The community bonding period ended on May 27th, here is the summary of the work I did till that date. I was suggested to contribute to PolyMath, the parent library of DataFrame, which is used for scientific computing. Here are the issues solved:
1. t-SNE implementation in Pharo
t-SNE is a visualization algorithm, through which you can judge your input dataset, reveal it’s clusters, etc. The algorithm implemented was incomplete, as mentioned in Issue#115. I worked torwards completing the algorithm, having a running version in the commit 7f3a812. We started using Github Boards for tracking the progress, which can be found here. Overall, I spent about 2 weeks learning the details and implementing the algorithm. I’ll be creating a seperate post detailing the algorithm soon.

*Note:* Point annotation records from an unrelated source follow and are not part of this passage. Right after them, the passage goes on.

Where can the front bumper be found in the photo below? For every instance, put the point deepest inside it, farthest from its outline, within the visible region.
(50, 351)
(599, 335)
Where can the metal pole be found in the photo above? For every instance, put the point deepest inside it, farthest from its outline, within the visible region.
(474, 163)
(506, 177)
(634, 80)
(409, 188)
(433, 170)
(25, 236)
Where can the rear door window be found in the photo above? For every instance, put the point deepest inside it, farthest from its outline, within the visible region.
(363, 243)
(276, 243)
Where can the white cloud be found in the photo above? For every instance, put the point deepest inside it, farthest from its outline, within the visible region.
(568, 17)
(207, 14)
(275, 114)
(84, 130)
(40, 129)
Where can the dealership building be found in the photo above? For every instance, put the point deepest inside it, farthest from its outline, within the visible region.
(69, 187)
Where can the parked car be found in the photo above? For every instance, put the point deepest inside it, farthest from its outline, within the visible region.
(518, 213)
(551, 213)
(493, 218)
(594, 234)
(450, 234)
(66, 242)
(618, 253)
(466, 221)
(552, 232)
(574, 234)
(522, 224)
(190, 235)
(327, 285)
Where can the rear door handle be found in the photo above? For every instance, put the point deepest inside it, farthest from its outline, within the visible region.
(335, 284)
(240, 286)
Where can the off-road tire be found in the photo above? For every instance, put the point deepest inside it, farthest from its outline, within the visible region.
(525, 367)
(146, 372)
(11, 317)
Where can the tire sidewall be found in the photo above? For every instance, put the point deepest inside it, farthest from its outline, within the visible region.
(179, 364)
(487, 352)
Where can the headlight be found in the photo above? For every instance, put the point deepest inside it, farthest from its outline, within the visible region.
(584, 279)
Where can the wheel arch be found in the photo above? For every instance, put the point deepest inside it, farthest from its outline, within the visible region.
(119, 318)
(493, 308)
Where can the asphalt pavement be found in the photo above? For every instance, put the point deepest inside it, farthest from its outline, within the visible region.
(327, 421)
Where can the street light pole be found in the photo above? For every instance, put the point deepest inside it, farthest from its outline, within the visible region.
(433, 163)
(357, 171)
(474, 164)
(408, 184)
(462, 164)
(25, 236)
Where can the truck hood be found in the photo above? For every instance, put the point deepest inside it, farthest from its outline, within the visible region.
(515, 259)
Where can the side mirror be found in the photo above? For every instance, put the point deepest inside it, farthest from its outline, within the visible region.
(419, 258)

2. Speeding up PMVector sum
While profiling t-SNE, I discovered that current implementation of PMVector
sum was very slow.
sum is used to calculate the sum of PMVector, and is also used in PMMatrix to calculate sums of rows and columns. You can read more about the issue here: Issue#125. It was easily fixed by relying on parent
sum, which increased speed quite a lot.
3. PMVector comparision operators
PMVector had a redundant and perhaps, wrong operator
==, which was removed (Issue#90, PR#108). Also, operators
< modified the source vector in-place, causing unintuitive behavior while working with PMMatrix: Issue#122, PR#123.
First two weeks were mostly spent on learning about PolyMath and it’s classes, integrating Roassal and DataFrame with PolyMath, and exploring codebase for DataFrame. Overall, it has been productive 3 weeks!